Secure Aggregator

Summary: A secure aggregator can ensure secure aggregation in federated learning through the use of multiparty computation techniques.

Type of pattern: Product pattern

Type of objective: Trustworthiness

Target users: Data scientists

Impacted stakeholders: RAI governors, AI users, AI consumers

Lifecycle stages: Design

Relevant AI ethics principles: Privacy protection and security

Context: Federated learning is a type of collaborative learning that trains models locally on client devices and aggregates the results to create a global model. While the local data remains on the client devices, the local model parameters can be inferred to reveal sensitive information.

Problem: How can we ensure the data privacy when aggregating local model updates in federated learning?

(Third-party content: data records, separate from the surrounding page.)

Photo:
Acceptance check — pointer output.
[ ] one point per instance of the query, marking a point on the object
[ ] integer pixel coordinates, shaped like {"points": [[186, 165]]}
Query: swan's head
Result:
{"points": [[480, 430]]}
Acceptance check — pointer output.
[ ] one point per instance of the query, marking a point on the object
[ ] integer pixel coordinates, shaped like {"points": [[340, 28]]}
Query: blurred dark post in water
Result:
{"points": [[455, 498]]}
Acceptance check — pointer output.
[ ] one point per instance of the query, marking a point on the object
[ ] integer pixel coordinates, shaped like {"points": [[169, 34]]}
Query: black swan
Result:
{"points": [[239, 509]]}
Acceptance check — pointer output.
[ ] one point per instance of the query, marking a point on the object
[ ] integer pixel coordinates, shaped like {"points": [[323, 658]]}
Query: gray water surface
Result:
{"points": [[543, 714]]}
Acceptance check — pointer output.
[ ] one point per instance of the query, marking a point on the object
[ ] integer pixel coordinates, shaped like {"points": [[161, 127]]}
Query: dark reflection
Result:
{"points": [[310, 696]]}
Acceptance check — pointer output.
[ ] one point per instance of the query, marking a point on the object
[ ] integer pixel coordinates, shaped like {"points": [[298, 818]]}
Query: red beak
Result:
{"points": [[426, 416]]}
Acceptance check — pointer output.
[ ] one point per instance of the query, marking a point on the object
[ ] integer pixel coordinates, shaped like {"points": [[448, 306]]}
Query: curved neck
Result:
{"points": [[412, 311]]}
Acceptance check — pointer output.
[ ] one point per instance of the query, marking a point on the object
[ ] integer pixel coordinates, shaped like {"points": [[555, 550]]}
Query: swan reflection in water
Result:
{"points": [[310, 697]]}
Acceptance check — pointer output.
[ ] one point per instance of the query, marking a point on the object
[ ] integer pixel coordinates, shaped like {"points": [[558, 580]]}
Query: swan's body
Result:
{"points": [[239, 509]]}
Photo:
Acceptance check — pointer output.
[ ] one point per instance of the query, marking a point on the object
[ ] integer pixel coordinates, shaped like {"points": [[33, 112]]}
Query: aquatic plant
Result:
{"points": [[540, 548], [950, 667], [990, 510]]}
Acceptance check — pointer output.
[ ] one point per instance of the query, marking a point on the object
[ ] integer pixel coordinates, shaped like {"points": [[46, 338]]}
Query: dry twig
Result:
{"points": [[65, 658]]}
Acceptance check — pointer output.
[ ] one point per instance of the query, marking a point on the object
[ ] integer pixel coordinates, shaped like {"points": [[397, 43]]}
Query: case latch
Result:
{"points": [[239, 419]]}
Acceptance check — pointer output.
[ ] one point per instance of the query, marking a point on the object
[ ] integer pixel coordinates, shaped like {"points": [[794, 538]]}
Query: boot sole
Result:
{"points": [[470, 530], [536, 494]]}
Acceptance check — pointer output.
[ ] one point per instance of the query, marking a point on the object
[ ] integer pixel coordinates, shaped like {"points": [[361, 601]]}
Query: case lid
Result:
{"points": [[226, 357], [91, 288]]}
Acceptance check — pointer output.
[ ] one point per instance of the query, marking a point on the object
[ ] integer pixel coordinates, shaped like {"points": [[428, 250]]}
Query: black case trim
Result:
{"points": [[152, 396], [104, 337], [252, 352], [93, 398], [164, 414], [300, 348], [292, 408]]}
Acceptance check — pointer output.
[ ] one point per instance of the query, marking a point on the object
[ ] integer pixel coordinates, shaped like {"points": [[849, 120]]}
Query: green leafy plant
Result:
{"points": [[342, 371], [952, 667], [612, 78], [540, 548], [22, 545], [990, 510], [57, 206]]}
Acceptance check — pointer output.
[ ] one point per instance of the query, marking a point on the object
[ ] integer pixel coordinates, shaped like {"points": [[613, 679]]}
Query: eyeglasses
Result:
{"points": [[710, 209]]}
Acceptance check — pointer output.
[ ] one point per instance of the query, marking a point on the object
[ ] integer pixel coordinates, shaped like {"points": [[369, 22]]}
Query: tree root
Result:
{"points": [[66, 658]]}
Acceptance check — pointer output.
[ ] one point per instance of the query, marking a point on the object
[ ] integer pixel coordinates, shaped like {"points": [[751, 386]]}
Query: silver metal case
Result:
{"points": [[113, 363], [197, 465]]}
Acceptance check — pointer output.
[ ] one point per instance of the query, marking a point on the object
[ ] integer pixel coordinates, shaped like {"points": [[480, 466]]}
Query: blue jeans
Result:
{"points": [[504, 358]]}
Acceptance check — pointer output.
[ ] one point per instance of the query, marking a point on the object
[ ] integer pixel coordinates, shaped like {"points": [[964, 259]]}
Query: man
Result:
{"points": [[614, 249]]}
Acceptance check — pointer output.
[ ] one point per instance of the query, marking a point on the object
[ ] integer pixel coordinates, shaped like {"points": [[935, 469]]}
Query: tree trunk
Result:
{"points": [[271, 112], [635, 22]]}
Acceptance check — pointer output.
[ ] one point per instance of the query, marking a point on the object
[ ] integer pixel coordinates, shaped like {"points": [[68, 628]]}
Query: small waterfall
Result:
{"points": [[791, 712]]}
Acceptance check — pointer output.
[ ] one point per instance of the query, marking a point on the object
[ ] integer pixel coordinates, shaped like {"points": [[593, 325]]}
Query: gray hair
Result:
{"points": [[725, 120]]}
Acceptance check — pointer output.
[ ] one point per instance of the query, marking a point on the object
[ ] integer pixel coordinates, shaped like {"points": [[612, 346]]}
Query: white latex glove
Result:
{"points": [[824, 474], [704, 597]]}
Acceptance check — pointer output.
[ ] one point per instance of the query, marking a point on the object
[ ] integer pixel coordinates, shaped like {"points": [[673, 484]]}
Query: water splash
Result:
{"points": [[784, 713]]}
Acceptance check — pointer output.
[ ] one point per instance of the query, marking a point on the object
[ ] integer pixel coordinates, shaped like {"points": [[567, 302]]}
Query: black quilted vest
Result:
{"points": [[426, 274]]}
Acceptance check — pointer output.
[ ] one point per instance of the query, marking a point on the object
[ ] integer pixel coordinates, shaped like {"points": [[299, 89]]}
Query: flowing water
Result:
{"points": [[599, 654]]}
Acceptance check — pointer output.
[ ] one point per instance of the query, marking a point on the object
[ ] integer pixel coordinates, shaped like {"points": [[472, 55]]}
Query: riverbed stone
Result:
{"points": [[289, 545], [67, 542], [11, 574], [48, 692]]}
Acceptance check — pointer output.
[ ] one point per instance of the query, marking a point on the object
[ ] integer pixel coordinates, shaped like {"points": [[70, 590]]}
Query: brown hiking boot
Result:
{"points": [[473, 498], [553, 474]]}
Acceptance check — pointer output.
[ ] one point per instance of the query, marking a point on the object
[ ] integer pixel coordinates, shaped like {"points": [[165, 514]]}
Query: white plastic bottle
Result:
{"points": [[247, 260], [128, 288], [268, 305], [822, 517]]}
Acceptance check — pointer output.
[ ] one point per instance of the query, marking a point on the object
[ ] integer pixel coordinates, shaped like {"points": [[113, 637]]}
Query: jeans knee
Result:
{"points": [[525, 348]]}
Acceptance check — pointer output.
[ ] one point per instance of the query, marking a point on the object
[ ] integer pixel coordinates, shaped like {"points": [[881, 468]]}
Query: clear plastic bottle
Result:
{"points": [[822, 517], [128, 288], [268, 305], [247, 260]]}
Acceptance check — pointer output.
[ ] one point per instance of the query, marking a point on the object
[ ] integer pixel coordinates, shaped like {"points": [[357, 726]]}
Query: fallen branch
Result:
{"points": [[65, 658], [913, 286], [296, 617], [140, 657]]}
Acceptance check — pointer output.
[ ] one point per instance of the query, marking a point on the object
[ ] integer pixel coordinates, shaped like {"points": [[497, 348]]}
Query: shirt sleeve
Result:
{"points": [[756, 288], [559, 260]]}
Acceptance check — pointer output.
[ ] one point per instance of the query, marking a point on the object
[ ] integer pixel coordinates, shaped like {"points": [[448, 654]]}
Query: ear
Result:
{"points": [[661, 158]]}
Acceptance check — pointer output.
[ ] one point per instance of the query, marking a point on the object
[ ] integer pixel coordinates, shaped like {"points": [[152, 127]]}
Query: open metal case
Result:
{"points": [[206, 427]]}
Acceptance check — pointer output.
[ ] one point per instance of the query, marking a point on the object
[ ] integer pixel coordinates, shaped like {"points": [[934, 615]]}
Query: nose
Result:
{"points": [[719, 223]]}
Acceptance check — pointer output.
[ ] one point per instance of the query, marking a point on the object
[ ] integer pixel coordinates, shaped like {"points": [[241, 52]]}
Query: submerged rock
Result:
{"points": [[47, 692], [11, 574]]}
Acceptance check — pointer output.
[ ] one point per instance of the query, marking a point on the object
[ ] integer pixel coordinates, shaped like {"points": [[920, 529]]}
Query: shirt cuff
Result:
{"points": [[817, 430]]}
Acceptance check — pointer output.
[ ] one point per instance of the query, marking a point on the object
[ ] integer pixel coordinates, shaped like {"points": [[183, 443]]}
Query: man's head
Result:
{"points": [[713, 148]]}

Solution: Secure multi-party computation can be applied in federated learning to protect the data privacy during model exchanges and aggregations. When multi-party computation is used, local model updates from individual client devices can be aggregated while keeping the privacy of the model parameters. Through the use of encryption, participating clients can securely exchange their encrypted model updates and have access only to the final aggregation result, which is performed on the secret-shared model parameter data.


  • Data privacy and security: Secure multi-party computation enables secure data sharing in model exchanges and aggregation. Models are protected by encryptions; this prevents them from being attacked by adversarial parties to avoid data leakage.
  • Decentralized control: Federated learning allows for the training of models on distributed devices, which enables decentralized control of data and models.
  • Compliance with regulations: Secure multi-party computation can help organizations comply with RAI regulations that require the protection of personal data.


  • Aggregation inefficiency: The efficiency of the aggregation process is affected because additional encryption steps are needed every round for each participating client device.
  • Lack of scalability: Multi-party computation can incur significant computation and communication cost when being applied in a large-scale federated learning system.

Related Patterns:

  • Federated learner: Secure multi-party computation is a homomorphic encryption technique that can be applied to the aggregation process in federated learning.
  • Trainer over encrypted data: Secure multi-party computation techniques used in secure aggregation are an extension of homomorphic encryption technique for multi-party model training.

Known Uses:

  • Google’s SecAgg is a secure aggregation protocol that uses multi-party computation to carry out the summations of model parameter updates received from client devices in an encrypted manner.
  • OpenMined’s PyGrid is a peer-to-peer platform that uses multi-party computation to protect the privacy of data and model parameters in federated learning.
  • IBM Federated Learning supports multi-party computation to enable the private aggregation of model updates.